Grids are quite often used for UX and Graphic Design, because of the precision required on this kind of fields, where having everything lined up and balanced across your Artboard is a must. But, grids can also be used for other less everyday tasks such as drawing simple characters and other subject matters.

Affinity Designer has a beautiful set of tools that can help us pull out nice looking and balanced drawings very quickly.

Create a 3072×3072 document.

Go to the top menu and select View > Grid and Snapping Axis

Tick the Show Grid checkbox (in case you haven’t yet), then select Advanced Mode. In the grid spacing input, type 256 px. You can choose any number you please, I chose 256 px because I find this is a nice spacing size and makes easier to calculate the number of units I want on my Artboard. I created a 3072 px wide document because I wanted to have a grid with 12 sub-divisions (256*12 = 3072).

This part is not that important actually, but if you want to keep a clean and symmetric composition from the very beginning, you should think about how many divisions you want to work with.
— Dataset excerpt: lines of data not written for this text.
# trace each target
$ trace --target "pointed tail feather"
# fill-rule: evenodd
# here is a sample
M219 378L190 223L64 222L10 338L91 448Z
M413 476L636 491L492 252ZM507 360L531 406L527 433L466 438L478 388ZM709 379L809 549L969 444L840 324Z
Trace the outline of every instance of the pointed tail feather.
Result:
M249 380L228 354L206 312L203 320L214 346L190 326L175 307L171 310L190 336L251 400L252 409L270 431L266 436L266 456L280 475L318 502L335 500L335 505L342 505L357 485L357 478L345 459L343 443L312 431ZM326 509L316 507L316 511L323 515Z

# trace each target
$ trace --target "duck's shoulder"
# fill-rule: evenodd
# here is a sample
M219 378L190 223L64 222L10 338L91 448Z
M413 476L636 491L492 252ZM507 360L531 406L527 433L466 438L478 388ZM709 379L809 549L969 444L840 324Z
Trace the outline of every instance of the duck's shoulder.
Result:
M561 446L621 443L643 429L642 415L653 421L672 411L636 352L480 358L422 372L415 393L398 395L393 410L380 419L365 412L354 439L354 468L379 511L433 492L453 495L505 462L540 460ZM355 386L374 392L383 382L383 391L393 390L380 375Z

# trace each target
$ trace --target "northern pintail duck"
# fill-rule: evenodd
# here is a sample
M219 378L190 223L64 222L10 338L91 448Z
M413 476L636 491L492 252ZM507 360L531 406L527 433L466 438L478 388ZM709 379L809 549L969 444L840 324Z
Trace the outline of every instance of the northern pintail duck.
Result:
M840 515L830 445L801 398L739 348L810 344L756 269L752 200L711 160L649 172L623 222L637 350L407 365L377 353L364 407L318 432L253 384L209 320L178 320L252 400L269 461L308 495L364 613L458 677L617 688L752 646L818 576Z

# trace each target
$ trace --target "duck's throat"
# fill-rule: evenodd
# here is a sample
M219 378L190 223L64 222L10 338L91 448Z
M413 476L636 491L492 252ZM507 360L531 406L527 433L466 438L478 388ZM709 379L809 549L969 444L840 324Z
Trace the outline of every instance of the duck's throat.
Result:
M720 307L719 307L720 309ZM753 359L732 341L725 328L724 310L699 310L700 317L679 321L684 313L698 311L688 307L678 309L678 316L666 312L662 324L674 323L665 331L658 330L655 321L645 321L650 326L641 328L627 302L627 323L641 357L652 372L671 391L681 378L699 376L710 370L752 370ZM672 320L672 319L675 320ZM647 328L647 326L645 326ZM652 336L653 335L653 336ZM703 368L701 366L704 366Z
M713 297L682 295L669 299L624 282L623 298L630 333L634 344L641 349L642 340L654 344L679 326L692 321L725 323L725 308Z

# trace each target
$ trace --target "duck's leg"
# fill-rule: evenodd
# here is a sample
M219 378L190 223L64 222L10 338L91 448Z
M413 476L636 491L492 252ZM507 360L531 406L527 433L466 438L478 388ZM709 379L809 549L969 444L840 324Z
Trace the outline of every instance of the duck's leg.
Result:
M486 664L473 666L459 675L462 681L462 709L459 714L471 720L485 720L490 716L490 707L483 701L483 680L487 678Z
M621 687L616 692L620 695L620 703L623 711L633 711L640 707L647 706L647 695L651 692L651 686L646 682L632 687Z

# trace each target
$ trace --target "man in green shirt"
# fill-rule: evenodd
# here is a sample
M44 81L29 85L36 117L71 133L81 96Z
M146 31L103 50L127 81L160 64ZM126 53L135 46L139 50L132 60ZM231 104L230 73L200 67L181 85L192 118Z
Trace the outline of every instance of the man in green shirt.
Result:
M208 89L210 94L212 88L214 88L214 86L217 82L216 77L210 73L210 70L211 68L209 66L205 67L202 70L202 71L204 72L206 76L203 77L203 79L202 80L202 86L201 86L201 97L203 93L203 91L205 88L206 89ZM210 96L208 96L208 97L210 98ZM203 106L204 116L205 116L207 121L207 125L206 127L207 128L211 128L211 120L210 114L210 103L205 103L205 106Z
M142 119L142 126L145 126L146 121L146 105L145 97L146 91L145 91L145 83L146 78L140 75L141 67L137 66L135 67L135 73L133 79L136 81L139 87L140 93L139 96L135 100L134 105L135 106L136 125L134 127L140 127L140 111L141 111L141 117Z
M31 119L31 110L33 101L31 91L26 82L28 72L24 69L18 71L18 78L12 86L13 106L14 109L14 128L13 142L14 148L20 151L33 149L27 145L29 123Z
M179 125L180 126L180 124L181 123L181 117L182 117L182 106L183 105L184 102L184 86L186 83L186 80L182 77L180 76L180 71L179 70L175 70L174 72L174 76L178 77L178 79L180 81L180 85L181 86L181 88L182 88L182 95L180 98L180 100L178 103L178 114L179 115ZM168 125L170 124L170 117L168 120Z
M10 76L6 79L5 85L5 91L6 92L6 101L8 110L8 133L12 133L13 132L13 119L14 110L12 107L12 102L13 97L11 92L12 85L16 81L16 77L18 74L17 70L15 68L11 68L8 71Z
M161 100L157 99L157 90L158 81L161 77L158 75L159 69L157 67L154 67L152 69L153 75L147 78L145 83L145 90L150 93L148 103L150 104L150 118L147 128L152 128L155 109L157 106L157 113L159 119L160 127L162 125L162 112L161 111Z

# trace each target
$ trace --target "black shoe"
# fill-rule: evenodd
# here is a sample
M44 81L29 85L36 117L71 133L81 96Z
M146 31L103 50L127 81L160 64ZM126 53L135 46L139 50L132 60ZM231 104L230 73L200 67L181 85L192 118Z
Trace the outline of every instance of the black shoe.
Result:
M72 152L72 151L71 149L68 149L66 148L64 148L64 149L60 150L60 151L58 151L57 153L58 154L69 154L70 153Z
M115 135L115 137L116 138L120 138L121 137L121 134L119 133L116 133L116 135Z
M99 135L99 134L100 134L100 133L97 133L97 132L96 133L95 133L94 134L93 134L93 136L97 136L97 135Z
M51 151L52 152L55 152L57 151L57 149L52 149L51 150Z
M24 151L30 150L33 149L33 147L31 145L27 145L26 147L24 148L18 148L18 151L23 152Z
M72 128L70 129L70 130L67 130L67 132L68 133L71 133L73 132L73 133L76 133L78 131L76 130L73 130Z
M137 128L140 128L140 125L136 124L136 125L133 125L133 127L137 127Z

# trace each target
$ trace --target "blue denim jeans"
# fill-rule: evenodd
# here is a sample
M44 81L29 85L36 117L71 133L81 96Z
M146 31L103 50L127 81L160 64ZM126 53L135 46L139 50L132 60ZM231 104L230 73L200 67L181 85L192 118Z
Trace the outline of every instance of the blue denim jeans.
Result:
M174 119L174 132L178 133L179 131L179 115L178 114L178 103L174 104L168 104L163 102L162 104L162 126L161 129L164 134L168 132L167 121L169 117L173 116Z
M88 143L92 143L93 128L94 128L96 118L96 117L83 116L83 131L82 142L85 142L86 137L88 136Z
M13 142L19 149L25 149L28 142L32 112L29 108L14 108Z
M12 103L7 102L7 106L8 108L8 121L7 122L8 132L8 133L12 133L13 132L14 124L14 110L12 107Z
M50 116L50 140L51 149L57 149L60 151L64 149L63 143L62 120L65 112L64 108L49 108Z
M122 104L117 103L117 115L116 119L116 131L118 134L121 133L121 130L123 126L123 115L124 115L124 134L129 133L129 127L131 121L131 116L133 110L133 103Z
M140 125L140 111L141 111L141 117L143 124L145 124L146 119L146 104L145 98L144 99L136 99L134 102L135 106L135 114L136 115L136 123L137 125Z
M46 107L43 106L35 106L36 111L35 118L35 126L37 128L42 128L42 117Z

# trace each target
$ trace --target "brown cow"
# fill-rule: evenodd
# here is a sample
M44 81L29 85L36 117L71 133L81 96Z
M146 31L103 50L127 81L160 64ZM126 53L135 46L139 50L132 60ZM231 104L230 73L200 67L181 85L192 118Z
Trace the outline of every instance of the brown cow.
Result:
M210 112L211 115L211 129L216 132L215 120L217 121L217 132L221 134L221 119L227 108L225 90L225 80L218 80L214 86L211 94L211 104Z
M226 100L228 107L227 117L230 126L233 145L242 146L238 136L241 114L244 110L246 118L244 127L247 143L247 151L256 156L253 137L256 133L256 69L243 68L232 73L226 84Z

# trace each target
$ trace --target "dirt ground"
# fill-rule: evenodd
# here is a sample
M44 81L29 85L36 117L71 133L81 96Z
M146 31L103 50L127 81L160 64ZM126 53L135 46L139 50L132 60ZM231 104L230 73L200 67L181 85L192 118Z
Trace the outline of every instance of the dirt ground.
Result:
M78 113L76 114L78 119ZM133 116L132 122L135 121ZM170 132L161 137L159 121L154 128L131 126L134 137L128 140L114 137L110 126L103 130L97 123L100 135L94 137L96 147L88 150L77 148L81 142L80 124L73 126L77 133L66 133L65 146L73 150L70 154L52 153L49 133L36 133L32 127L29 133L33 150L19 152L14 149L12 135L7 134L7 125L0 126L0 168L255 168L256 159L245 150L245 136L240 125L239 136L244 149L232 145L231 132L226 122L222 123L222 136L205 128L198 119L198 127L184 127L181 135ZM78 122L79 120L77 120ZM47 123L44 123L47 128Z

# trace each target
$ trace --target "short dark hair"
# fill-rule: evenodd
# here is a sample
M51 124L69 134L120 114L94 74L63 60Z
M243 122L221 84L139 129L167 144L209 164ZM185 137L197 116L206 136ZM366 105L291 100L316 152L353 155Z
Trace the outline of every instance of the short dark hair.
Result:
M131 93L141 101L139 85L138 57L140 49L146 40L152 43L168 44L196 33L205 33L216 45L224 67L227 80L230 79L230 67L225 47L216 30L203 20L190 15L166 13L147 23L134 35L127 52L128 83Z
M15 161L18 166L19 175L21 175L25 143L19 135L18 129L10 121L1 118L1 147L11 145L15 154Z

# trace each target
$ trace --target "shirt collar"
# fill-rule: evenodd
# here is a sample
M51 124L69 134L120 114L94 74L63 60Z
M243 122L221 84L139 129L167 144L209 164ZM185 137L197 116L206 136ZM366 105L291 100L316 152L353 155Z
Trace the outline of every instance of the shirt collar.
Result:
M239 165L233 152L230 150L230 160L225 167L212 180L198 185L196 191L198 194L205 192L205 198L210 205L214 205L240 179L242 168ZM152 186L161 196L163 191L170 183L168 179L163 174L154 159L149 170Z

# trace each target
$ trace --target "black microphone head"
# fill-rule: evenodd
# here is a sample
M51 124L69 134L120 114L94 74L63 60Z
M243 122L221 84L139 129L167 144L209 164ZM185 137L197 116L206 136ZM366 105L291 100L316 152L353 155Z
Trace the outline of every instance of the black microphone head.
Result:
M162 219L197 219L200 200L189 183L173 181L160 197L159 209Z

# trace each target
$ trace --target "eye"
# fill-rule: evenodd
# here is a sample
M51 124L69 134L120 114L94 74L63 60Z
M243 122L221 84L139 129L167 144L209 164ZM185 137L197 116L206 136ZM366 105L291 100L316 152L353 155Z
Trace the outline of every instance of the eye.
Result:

Ok, enough of boring numbers, let’s put our hands to work.

Creating an stylish toucan bird

Using a Rectangle, draw 2 simple shapes, these ones will define the overall shape of our toucan. For better precision, select the Snapping Manager option from the View menu and activate grid snapping.

Using the Corner Tool, select the top-right corner of our main rectangle and reshape it to form our toucan’s head.

Use a bigger radius for the lower body. Try to keep even measurements when transforming these corners to maintain a nice and even looking across your illustration.

Adjust the beak’s top-left corner, and now we have the general shape of our toucan’s solved. I always recommend using bold and simple shapes to define the overall looking of whatever we’re drawing.

Creating details

Build intricate illustrations by increasing the level of details of your grid. This way you’ll make sure all elements will always be balanced within the composition grid.

Keep building up our toucan’s design. The advantage of working with a grid is that you can always go back and resize or reposition your elements.

Use clipping objects when needed, to save time working too complicated shapes. If you want to learn more about clipping masks in Affinity Designer, you can check out this other tutorial.

You can search for references if you want to be more accurate and add variety to your design. I would only recommend not being too literal when using photo references.

These type of illustrations should be interpretations more than actual depictions of our subject matter.
You can keep building up details by adding new simple shapes and fitting them into the grid.
Now, to have a better context of the whole design, let’s add a background. Notice how dense our grid looks when zoomed out. This is why I use to keep changing my grid’s sub-divisions all the time. When working on the original composition, I use a 1 sub-division grid and increase this number depending on the detail level I want for the part I’m working on at the moment.
I.E., I felt that my toucan’s eye looked too small, so to keep its size coherent with the rest of the composition, I incremented my sub-division levels to 3.
I do the same with the rest of the details.
Having a grid, not only helps you keep your objects in order, but makes you more thoughtful about balance and composition.
As I mentioned before, you can always reposition and change your design elements at any time, using the same grid as a reference. I love this method because it opens a lot to experimentation.

And this is basically it, as you can see I added a very simple texture in the background using more rectangles, nothing too complicated, I just needed to give some interest and depth to it.

Hope you had fun creating this cute, toucan. I encourage you to try building other animals yourself. If you’re not very experienced, I recommend you start with simple ones, such as a monkey face, a cat, another bird based on this one, etc. Increase the difficulty level as you get more used to this method, which never gets old.